Hacker News new | ask | show | jobs
by shawabawa3 1168 days ago
My guess is it won't always have to be zeroed

e.g. if your code is doing

    ptr = malloc()
    memcpy(mydata, ptr)
You can presumably optimise out the zeroing of the memory
2 comments

As far as I know, the Linux kernel never inspects the userspace thread to adjust behavior based on what the thread is going to do next. This would be a very brittle sort of optimization.

More importantly, it's not safe. Another thread in the same process can see ptr between the malloc and the memcpy!
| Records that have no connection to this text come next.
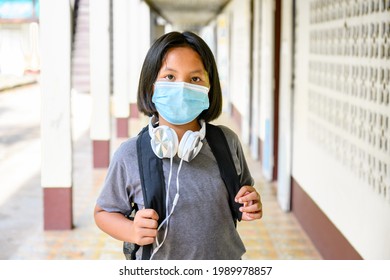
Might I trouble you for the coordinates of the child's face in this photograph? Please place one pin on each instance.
(183, 65)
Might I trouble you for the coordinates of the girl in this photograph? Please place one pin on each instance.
(179, 89)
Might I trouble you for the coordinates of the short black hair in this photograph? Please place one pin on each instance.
(153, 62)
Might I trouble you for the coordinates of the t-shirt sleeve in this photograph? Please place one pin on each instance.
(114, 196)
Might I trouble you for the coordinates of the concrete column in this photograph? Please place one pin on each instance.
(99, 15)
(121, 66)
(55, 81)
(139, 20)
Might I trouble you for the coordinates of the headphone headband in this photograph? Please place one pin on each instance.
(165, 143)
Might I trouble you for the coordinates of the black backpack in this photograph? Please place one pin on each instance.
(153, 183)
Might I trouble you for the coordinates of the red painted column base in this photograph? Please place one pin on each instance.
(57, 208)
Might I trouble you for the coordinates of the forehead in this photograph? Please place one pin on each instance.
(183, 56)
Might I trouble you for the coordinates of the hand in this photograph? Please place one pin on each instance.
(252, 208)
(144, 229)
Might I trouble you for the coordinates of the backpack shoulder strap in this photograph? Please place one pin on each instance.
(220, 148)
(151, 175)
(152, 181)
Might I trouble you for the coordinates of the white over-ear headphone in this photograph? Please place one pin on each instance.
(165, 143)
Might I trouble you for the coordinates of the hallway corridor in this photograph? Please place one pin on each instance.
(276, 236)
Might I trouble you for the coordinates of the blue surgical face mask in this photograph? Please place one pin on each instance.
(179, 102)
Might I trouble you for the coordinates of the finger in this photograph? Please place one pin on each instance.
(242, 192)
(146, 241)
(249, 196)
(255, 207)
(147, 223)
(148, 214)
(252, 216)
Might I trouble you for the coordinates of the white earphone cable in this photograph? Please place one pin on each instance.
(175, 200)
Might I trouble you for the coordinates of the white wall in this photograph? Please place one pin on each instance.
(285, 108)
(238, 14)
(344, 172)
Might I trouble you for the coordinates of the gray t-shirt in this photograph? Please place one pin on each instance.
(201, 226)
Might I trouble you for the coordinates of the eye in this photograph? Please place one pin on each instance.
(195, 79)
(169, 77)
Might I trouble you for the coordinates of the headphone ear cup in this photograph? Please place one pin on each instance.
(190, 145)
(164, 142)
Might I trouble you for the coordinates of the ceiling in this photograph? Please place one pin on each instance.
(187, 13)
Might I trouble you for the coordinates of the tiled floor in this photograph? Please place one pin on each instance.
(276, 236)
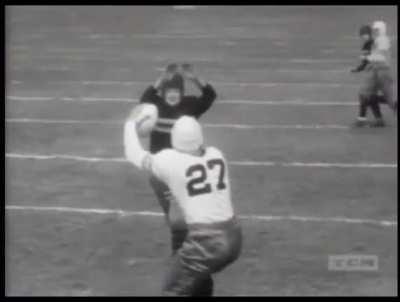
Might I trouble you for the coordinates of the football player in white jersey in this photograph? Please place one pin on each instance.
(199, 182)
(378, 78)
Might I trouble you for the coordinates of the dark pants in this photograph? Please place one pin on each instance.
(207, 249)
(377, 87)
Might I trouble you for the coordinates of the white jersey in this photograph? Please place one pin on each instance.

Edit: also, of course, malloc and memcpy are C runtime functions, not syscalls, so checking what happens after malloc() would require the kernel to have much more sophisticated analysis than just looking a few instructions ahead of the calling thread's %%eip/%%rip. While handling malloc()'s mmap() or brk() allocation, the kernel would need to be able to look one or two call frames up the call stack, past the metadata accounting that malloc is doing to keep track of the newly acquired memory, perhaps look at a few conditional branches, trace through the GOT and PLT entries to see where the memcpy call is actually going, and do so in a way that is robust to changes in the C runtime implementation. (Of course, in practice, most C compilers will inline a memcpy implementation, so in the common case, it wouldn't have to chase the GOT and PLT entries, but even then, it's way too complicated for the kernel to figure out if anything non-trivial is happening between mmap()/brk() and the memory being overwritten.)
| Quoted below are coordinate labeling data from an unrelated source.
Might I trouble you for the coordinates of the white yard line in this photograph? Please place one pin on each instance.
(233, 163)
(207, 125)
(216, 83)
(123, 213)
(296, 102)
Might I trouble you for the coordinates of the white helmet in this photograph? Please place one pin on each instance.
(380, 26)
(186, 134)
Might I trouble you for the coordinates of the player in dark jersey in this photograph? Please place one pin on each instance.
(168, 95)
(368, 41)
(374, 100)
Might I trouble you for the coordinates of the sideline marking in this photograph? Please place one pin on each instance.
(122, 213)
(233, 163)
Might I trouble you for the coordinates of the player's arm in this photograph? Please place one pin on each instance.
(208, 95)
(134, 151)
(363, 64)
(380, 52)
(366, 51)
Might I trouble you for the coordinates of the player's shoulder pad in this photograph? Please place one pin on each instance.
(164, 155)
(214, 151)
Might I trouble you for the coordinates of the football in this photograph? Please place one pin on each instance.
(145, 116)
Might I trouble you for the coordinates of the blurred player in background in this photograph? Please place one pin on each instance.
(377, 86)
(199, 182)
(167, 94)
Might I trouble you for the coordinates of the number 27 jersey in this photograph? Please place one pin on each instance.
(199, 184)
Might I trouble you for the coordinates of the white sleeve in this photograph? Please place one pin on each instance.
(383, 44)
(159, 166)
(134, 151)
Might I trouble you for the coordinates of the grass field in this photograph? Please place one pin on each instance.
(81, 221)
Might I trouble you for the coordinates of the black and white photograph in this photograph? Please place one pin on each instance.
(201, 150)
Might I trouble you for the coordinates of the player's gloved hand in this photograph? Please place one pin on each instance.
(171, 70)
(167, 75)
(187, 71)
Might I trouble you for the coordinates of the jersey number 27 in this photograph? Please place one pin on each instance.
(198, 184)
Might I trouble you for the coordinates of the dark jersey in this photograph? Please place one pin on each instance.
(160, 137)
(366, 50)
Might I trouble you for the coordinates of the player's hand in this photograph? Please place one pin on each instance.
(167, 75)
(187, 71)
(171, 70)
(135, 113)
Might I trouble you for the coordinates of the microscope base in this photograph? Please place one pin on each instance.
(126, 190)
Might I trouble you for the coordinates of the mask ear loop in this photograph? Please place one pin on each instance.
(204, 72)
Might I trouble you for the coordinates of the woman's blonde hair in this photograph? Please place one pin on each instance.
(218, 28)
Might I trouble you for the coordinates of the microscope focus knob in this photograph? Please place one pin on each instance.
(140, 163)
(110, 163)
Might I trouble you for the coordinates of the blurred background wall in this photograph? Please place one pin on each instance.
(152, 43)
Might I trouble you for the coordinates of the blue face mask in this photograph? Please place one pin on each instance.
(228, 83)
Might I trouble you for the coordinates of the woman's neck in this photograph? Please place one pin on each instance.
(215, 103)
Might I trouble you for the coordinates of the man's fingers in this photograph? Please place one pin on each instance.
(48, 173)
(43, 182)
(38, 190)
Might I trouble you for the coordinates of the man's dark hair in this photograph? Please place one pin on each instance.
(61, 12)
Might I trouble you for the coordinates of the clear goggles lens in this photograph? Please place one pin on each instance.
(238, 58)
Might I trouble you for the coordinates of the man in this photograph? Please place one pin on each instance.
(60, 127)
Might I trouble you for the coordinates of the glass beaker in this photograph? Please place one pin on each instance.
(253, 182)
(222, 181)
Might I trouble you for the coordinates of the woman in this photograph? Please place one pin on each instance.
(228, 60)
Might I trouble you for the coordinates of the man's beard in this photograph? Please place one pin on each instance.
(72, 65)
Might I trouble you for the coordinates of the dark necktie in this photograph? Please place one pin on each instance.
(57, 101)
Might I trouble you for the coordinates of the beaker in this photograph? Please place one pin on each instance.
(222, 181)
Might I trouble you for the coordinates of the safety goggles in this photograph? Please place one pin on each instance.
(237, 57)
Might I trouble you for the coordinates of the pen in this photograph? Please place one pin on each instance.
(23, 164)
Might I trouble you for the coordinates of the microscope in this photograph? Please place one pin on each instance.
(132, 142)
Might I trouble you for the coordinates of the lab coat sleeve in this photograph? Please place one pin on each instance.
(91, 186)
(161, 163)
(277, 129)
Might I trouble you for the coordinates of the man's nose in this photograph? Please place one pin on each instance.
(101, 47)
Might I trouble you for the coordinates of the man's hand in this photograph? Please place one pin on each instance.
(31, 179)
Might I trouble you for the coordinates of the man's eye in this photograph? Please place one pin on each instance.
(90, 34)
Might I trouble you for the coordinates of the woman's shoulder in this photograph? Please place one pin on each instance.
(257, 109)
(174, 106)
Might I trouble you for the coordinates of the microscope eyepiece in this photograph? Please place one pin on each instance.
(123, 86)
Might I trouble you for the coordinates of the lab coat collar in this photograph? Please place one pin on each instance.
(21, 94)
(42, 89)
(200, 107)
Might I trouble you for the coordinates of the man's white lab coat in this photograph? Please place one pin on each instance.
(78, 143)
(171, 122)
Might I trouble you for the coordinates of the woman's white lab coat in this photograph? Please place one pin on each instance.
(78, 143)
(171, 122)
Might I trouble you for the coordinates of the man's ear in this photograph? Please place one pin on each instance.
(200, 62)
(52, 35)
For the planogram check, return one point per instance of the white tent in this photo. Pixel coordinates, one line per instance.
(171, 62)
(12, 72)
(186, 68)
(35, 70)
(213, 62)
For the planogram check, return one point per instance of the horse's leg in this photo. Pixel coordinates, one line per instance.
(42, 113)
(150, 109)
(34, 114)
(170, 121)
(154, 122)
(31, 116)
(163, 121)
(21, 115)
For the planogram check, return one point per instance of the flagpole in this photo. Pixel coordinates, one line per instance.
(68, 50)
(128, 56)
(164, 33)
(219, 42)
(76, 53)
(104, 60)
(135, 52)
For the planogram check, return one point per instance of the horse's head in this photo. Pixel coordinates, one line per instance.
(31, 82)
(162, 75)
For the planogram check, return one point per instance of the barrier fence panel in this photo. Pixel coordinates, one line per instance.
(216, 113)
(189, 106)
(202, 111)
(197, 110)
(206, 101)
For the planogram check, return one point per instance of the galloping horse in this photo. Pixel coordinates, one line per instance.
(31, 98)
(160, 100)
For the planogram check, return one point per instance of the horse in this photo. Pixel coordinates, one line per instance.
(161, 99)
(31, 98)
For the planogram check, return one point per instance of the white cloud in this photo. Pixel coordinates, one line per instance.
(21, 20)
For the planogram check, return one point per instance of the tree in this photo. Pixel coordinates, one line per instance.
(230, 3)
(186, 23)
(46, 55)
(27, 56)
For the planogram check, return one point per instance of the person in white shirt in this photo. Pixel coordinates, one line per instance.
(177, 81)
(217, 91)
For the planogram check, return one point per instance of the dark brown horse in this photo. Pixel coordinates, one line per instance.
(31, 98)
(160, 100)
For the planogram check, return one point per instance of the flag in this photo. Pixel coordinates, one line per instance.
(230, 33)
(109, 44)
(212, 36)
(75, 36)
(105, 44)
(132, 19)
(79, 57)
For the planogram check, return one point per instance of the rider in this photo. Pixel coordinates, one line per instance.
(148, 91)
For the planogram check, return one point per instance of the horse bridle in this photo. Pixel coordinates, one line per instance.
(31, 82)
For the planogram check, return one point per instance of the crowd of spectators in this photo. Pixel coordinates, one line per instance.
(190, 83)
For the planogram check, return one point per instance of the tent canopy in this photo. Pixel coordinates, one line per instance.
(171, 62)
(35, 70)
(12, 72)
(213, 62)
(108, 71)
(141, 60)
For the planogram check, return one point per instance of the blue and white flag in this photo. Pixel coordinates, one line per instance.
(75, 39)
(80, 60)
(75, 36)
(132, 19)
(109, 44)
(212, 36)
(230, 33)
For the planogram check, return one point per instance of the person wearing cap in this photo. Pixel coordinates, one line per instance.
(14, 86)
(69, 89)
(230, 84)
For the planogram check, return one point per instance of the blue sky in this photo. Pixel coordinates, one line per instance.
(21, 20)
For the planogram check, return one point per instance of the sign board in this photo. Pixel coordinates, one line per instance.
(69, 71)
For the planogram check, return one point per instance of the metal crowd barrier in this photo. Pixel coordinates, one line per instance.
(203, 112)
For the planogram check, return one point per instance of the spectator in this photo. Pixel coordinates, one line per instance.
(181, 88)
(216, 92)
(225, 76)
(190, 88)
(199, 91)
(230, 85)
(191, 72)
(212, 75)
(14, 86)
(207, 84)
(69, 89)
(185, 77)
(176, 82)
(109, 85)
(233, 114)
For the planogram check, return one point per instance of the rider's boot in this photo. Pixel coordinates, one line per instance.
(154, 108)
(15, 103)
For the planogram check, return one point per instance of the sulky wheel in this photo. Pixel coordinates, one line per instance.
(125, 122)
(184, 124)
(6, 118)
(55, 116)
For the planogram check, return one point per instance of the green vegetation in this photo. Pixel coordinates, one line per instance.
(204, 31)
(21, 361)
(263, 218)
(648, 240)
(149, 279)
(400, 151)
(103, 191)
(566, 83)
Edit 2: To be robust in the completely general case, even if it were trivial to identify the inlined memcpy implementation, and it were clearly defined "something non-trivial happens", determining if "something non-trivial happens" between mmap()/brk() and memcyp() would involve solving the halting problem. (Imposssible in the general case.)

I'm NOT an expert here, but offhand.

  malloc() == 'reservation' (but not paged in!) memory
  // If touched / updated THEN the memory's paged in
A copy _might_ not even become a copy if the kernel's smart enough / able to setup a hardware trigger to force a copy on writes to that area, at which point the physical memory backing two distinct logical memory zones would be copied and then different.
That's a good point that Linux doesn't actually allocate the pages until they're faulted in by a read or write. So, if it were doing some kind of thread inspection optimization, it would presumably just need to check if the faulting thread is currently in a loop that will overwrite at least the full page.
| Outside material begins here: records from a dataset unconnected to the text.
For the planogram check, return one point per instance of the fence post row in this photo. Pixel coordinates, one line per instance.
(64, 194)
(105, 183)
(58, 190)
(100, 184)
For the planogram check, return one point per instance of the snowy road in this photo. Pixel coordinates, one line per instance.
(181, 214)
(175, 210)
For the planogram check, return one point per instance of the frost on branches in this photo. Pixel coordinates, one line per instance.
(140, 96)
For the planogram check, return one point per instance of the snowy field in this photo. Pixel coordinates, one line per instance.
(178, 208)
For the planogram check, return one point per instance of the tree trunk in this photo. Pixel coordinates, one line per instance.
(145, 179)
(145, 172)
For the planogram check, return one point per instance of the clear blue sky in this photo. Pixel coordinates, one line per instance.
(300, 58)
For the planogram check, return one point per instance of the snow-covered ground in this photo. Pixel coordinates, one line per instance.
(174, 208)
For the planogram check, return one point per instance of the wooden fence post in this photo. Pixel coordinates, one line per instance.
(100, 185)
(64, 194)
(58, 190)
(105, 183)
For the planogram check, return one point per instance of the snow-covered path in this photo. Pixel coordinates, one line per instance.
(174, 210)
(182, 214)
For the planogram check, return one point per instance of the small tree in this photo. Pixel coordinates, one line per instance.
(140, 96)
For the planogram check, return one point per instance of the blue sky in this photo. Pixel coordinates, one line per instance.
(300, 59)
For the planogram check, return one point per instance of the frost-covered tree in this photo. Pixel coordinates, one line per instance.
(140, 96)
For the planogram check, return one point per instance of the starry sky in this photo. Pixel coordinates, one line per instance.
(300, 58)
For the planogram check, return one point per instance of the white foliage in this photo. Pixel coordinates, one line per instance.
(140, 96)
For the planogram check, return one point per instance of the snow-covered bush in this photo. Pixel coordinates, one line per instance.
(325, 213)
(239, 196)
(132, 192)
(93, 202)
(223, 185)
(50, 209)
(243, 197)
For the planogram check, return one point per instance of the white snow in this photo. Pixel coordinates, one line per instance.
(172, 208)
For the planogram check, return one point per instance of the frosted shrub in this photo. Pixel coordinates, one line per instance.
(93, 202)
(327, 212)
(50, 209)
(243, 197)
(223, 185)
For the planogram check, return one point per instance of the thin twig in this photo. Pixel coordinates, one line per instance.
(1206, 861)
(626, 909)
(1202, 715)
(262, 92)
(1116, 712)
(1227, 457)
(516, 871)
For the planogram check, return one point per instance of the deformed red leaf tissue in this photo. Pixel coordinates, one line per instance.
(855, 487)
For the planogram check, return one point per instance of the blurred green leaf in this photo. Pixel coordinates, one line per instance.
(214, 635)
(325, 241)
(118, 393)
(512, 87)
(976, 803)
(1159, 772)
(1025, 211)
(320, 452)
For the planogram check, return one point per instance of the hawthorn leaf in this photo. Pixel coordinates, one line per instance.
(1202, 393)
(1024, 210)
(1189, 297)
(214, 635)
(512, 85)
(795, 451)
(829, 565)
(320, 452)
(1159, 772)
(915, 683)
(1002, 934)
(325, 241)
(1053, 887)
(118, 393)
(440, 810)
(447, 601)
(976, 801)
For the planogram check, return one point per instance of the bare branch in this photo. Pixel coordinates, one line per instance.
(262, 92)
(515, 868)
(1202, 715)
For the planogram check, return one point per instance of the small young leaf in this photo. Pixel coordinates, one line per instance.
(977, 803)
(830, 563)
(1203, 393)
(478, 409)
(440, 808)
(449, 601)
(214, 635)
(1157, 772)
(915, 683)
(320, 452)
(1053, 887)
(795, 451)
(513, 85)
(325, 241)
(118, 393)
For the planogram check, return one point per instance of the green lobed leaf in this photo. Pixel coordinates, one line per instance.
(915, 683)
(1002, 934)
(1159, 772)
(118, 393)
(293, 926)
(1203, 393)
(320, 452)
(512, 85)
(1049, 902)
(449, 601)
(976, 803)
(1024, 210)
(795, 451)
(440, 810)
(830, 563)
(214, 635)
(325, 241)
However, that wouldn't solve the problem of other threads in the same process being able to see the page before it's fully overwritten, or debugging processes, or using a signal handler to invisibly jump out of the initialization loop in the middle, etc. There are workarounds to all of these issues, but they all have performance and complexity costs.

malloc gets memory from the heap which may or may not be paged in/reused. That means you may get reused memory from the heap (which is up to the CRT).

If you want make sure it is zero you will want calloc. If you know you are going to copy something in on the next step like your example you probably can skip calloc and just us malloc. calloc is nice for when you are doing thigs like linked lists/trees/buffers and do not want to have steps to clean out the pointers or data.